Een andere bepaling in art. 40 is, dat de diaconale vergadering gehouden moet worden ‘met aanroeping van de Naam van God’. Op de Synode van Middelburg 1581, bepaalde men reeds dat alle kerkelijke vergaderingen met gebed aangevangen en met dankzegging gesloten moesten worden. Dat het nu nog eens afzonderlijk voor de diakenen bepaald werd, had zeker zijn reden hierin dat sommige diakenen liever geheel onder de overheid wilden staan dan onder toezicht van de kerkeraad. Tijdens de Republiek waren de diakenen van overheidswege ook aangesteld om mede te beslissen over de publieke armengoederen. Daarom meenden sommige diakenen dat de bepaling die voor de gehele kerkeraad gold, niet op hen van toepassing was. Maar de synode bepaalde dat de diakenen een kerkelijke vergadering waren en bleven, en dat zij dus moesten handelen zoals iedere kerkelijke vergadering behoorde te doen. Op deze diaconale vergaderingen moet gehandeld worden ‘van de zaken, hun ambt betreffende’. Geen zaken van leer en kerkregering mogen besproken worden, maar uitsluitend datgene wat tot het diaconale ambt behoort, n.l. de dienst der barmhartigheid. Ook behoort tot het diakenambt niet de geldelijke administratie van de kerk. De inkomsten voor de kerk en voor de armen moeten steeds uit elkaar worden gehouden. Wanneer een diaken door de kerkeraad aangewezen wordt om de administratie van de kerk bij te houden, is dit niet een speciale taak van de diaconie. De administratie van de kerk behoort tot het werk van de brede kerkeraad.

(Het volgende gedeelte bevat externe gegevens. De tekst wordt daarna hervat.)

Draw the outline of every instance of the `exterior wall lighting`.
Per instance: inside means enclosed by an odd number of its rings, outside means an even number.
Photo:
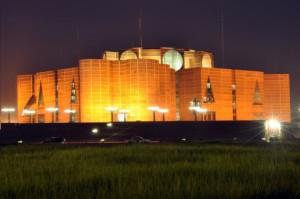
[[[50,107],[50,108],[46,108],[46,111],[51,112],[51,114],[52,114],[52,123],[54,123],[54,112],[57,112],[58,108],[57,107]]]
[[[118,110],[118,108],[117,107],[107,107],[106,110],[110,112],[110,121],[114,122],[114,111]]]
[[[3,108],[1,111],[7,113],[7,122],[10,123],[10,113],[15,112],[15,108]]]
[[[163,122],[165,121],[165,113],[169,112],[169,109],[158,109],[157,110],[158,112],[162,113],[162,116],[163,116]]]
[[[157,106],[150,106],[148,108],[148,110],[153,111],[153,122],[155,122],[155,113],[156,113],[156,111],[158,111],[158,109],[159,109],[159,107],[157,107]]]

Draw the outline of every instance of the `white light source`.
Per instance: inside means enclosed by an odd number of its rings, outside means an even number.
[[[159,110],[157,106],[150,106],[148,110],[153,111],[153,122],[155,122],[155,112]]]
[[[117,107],[113,107],[113,106],[109,106],[109,107],[106,107],[106,110],[107,111],[116,111],[116,110],[118,110],[118,108]]]
[[[64,110],[65,113],[76,113],[76,110],[73,109],[66,109]]]
[[[189,109],[197,111],[199,113],[205,113],[205,112],[207,112],[206,108],[201,108],[201,107],[196,107],[196,106],[190,106]]]
[[[167,112],[169,112],[169,109],[161,108],[161,109],[158,109],[158,112],[160,112],[160,113],[167,113]]]
[[[97,134],[97,133],[98,133],[98,129],[97,129],[97,128],[93,128],[93,129],[92,129],[92,133],[93,133],[93,134]]]
[[[22,111],[22,115],[34,115],[34,114],[35,114],[35,110],[24,109]]]
[[[15,112],[15,108],[3,108],[1,111],[7,113],[7,122],[10,123],[10,113]]]
[[[109,107],[106,107],[106,110],[110,111],[110,121],[113,122],[114,121],[114,111],[118,110],[118,108],[109,106]]]
[[[169,109],[166,108],[160,108],[157,110],[158,112],[162,113],[163,116],[163,122],[165,121],[165,113],[169,112]]]
[[[56,111],[58,111],[58,108],[56,108],[56,107],[49,107],[49,108],[46,108],[46,111],[56,112]]]
[[[54,123],[54,112],[58,111],[58,108],[57,107],[49,107],[49,108],[46,108],[46,111],[51,112],[51,114],[52,114],[52,123]]]
[[[123,115],[123,118],[119,115],[119,120],[126,122],[126,114],[130,112],[128,109],[120,109],[119,112]]]
[[[15,108],[3,108],[1,109],[2,112],[14,112]]]
[[[159,109],[159,107],[157,107],[157,106],[148,107],[148,110],[150,110],[150,111],[157,111],[158,109]]]
[[[74,115],[76,113],[76,110],[66,109],[66,110],[64,110],[64,112],[70,115],[70,122],[74,122]]]
[[[110,122],[110,123],[107,123],[107,124],[106,124],[106,126],[108,126],[108,127],[112,127],[112,126],[113,126],[113,124]]]
[[[32,123],[32,116],[35,114],[35,110],[24,109],[22,116],[30,116],[30,123]]]
[[[275,119],[270,119],[266,121],[266,127],[271,128],[271,129],[278,129],[281,127],[281,124],[279,121]]]
[[[265,138],[271,141],[270,138],[277,139],[281,137],[281,124],[276,119],[267,120],[265,123]]]

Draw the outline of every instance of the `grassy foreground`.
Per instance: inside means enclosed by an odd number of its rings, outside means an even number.
[[[300,198],[294,145],[0,148],[0,198]]]

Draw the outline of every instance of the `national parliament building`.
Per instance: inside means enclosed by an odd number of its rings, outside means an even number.
[[[289,74],[216,68],[211,53],[177,48],[18,75],[17,103],[19,123],[291,120]]]

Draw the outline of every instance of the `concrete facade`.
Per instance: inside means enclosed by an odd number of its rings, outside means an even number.
[[[155,114],[156,121],[290,122],[289,82],[288,74],[215,68],[205,51],[106,51],[78,67],[18,75],[18,121],[153,121]],[[191,110],[196,99],[206,112]],[[153,106],[168,112],[153,113]]]

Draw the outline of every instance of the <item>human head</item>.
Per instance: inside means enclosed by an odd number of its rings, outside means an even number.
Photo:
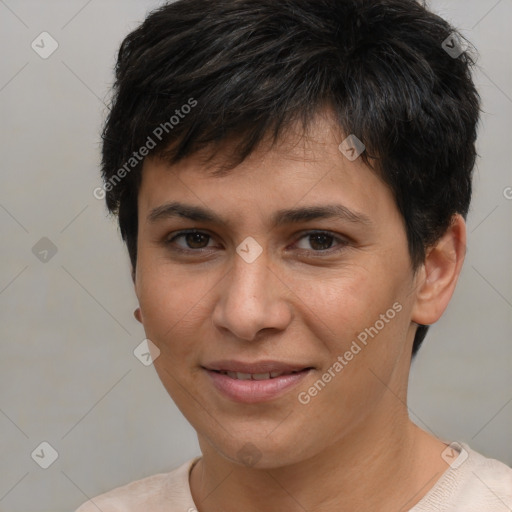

Ook de diakenen staan bij de uitoefening van hun taak onder opzicht van de gehele kerkeraad. Om controle te allen tijde mogelijk te maken, bepaalde art. 40, dat de predikanten de bevoegdheid hebben de diaconale vergadering bij te wonen.
Ook bij deze bepaling spreekt de historie een woord mee. Men wilde kennelijk in de kerkorde vastleggen, dat de diakenen niet onder toezicht van de overheid stonden, maar wel onder dat van de kerkeraad. De synode hield vast aan het kerkelijk karakter van het diakenambt. Het opzicht van de dienaren des Woords is door de D.K.O. zo geformuleerd, dat zij niet behoeven te wachten tot de diakenen hen er om verzoeken. Het komt hun toe krachtens hun regeerambt. Zij zitten er dan eigenlijk niet als dienaren des Woords, maar als ouderlingen. De bepaling ‘des noods zijnde’ ziet er op, dat de diakenen ook de hulp en het advies van de predikanten (of ouderlingen) kunnen vragen. Bij moeilijke vraagstukken, kunnen zij hen verzoeken hun vergadering bij te wonen. Dit betekent echter niet dat de predikant ook automatisch als voorzitter van de diaconale vergadering zal optreden. Het kan wel, maar het is beslist niet nodig. Dikwijls is het ook praktisch beter dat de predikant niet als voorzitter functioneert, maar aan het gesprek deelneemt, maar met een adviserende stem. De beslissing rust bij de diakenen, waarbij zij dan rekening hebben te houden met het advies van de dienaren des Woords.
Alhoewel een predikant niet de bevoegdheid heeft om zelfstandig aan de diakenen voorschriften te geven met betrekking tot hun beleid, blijven toch de diakenen bij al hun arbeid steeds aan het toezicht van de kerkeraad onderworpen.